I had a Grenadier five seat panel sided version on order and was looking forward to it but, thank goodness, I learnt about the tax situation, which led me to cancel it and order a new Ford Ranger. After claiming the VAT back on Ranger, the purchase price difference is more than £30,000 and the Ranger is quieter, much nicer to drive, far more economical, carries well in excess of 1000Kg and has far more safety and modern features. It even has full time 4wd and a ten speed automatic and rear dif lock as standard [Wildtrak].  Only in the most extreme of extreme conditions will the Grenadier better the best common pickups today and for a fleet, for the price of two Grenadiers [£140k] you could buy three Ranger Wildtraks [£120k] and have change to buy a nice Dacia Duster for nipping to the supermarket with enough change to buy a family a couple of month's groceries.

Symanski 14 July 2023

One thing that's catching people out with the Grenadier, and I only learned about a couple of weeks ago, is that it's classed as a commercial vehicle in the UK.   Not a passenger car.

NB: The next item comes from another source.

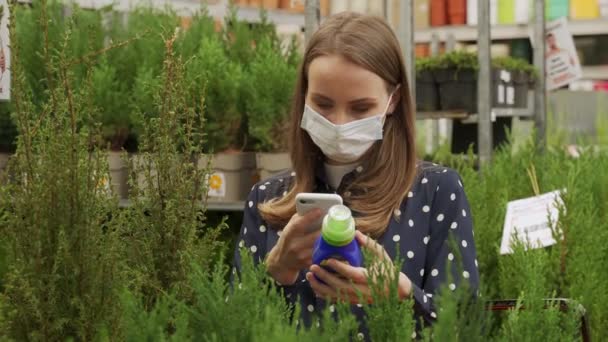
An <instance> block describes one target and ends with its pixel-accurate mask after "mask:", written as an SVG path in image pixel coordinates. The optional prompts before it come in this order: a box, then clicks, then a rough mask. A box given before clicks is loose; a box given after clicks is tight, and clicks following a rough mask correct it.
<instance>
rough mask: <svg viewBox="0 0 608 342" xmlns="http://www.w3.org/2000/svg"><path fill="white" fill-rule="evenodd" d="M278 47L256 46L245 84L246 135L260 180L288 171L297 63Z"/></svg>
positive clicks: (290, 161)
mask: <svg viewBox="0 0 608 342" xmlns="http://www.w3.org/2000/svg"><path fill="white" fill-rule="evenodd" d="M277 45H278V44H276V43H275V42H273V41H272V40H270V39H263V40H262V41H261V42H259V44H258V45H257V46H256V51H255V55H254V58H253V60H252V62H251V64H250V65H249V70H248V73H247V76H246V82H245V83H244V84H245V87H246V89H244V93H245V96H244V97H245V99H246V112H247V119H248V132H249V136H250V137H251V139H252V140H253V143H254V146H255V150H256V151H257V152H258V153H257V155H256V160H257V167H258V169H259V171H260V177H261V178H262V179H266V178H268V177H270V176H271V175H272V174H275V173H277V172H280V171H282V170H285V169H289V168H291V160H290V158H289V155H288V153H286V151H287V125H288V121H289V107H290V103H291V96H292V91H293V87H294V83H295V76H296V66H295V65H296V63H294V62H292V61H291V59H292V58H291V57H293V56H291V57H290V56H285V55H284V54H283V53H282V51H281V50H280V48H279V47H278V46H277Z"/></svg>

How does that affect the owners?


Firstly, its been reported insurance is harder to find and more costly.


Secondly, you're then limited to a lower speed limit, not the same as passenger cars like the New Defender.


Plus, you're still working with a heavy vechicle with low, for today, MPG.   You can't load it up as much as you'd think due to its maximum weight (with driver and passengers).


Also if you're a business buyer then do look up the Benefit in Kind and VAT implications on this as HMRC aren't recognising it as yet either.


Vee_8 17 July 2023

You're spot on. 

For business, non-reclaimable VAT makes it a non-starter. 

For personal use, I doubt many are aware that because the DVLA class it as a commercial you're restricted to slower speeds. Are speed camera's intelligent? 

Finally, to put the last nail in the coffin, it's so overweight that it won't take much payload which means again not much use commercially, or as an overlander where by the time you've added roof tent etc. you'll be way overweight again. 

It's hard to see how they could have made so many mistakes. 

And that's before you get to whether or not you like the looks or the way it drives!!